Ulteriori test hanno suggerito che questa infiammazione cellulare e la ridotta capacità di resistere ai virus comuni fossero dovute alle particelle di vanadio. È stata riscontrata una chiara correlazione tra la presenza di particelle ultrafini di vanadio sottovento al terminal crociere e il numero di navi da crociera in porto.

Loxham ha spiegato che, “quando il petrolio viene raffinato, il vanadio presente in natura tende a concentrarsi nel combustibile pesante, poiché benzina e cherosene vengono rimossi. Quando il combustibile pesante, utilizzato da molte navi, viene bruciato, una parte del metallo vaporizza e finisce nei gas di scarico”.

DALLE NAVI DA CROCIERA INQUINAMENTO DOVUTO A VANADIO E NICHEL

“Sono rimasto sorpreso – ha affermato Nat Easton, uno dei ricercatori – dalla maggiore concentrazione di vanadio e nichel nelle particelle associate alle navi da crociera rispetto a quelle associate alle navi portacontainer. A volte tutti e 5 i terminal crociere ospitano una nave in porto, e una nave da crociera può ospitare oltre 5.000 passeggeri. Ognuna di queste può tenere i motori accesi per il riscaldamento, l’acqua calda, l’illuminazione e la cucina, cosa che le navi cargo non necessitano di fare”.

Un portavoce di Associated British Ports (APB) ha dichiarato che “il porto di Southampton è all’avanguardia nell’introduzione di misure per migliorare la qualità dell’aria, essendo stato il primo porto del Regno Unito a introdurre allacciamenti elettrici da terra su larga scala, in modo che le navi possano spegnere i motori in banchina”. Oggi circa il 15% delle navi da crociera utilizza l’alimentazione da terra.

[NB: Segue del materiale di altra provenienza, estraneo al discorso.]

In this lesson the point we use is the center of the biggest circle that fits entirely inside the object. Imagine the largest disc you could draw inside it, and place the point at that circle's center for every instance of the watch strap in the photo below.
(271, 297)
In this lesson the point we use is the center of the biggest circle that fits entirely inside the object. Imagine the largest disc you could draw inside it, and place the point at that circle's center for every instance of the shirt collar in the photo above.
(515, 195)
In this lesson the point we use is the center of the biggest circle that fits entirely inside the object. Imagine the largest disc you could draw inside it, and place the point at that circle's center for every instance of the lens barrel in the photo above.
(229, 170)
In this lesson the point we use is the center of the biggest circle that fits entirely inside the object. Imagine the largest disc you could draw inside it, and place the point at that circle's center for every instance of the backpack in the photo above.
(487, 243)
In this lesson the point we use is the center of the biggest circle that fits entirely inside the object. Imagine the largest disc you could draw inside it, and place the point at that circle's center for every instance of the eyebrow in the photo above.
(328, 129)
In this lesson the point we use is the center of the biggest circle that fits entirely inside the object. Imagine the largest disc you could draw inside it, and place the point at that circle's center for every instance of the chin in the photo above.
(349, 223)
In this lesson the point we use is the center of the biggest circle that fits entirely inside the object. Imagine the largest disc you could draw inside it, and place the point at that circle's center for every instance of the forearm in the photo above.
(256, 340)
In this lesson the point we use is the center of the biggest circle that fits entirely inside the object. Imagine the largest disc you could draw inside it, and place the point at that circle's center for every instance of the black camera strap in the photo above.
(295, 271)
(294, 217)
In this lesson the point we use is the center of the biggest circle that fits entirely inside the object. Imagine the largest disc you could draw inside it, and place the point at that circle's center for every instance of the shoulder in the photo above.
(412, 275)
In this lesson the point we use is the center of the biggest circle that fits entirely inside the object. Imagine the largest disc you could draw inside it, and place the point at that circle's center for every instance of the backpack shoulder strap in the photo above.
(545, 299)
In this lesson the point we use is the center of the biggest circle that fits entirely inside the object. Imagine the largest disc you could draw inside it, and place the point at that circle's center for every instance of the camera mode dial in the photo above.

L’UNIONE EUROPEA RICHEDERÀ DI MISURARE LE PARTICELLE ULTRAFINI

APB ha espresso preoccupazione per alcuni aspetti delle metodologie utilizzate nello studio e per la solidità delle conclusioni tratte da alcuni dei risultati presentati ai media. Non sono disponibili misurazioni per valutare la diffusione di particelle ultrafini o di vanadio provenienti dal porto. “Questi effetti nocivi sono stati collegati sia alla composizione chimica che alle particelle ultrafini. Nessuna delle due viene monitorata di routine”, ha affermato Easton.

Una nuova direttiva UE richiederà la misurazione delle particelle ultrafini anche intorno ai punti critici di inquinamento come porti e aeroporti, ma questa non si applicherà nel Regno Unito.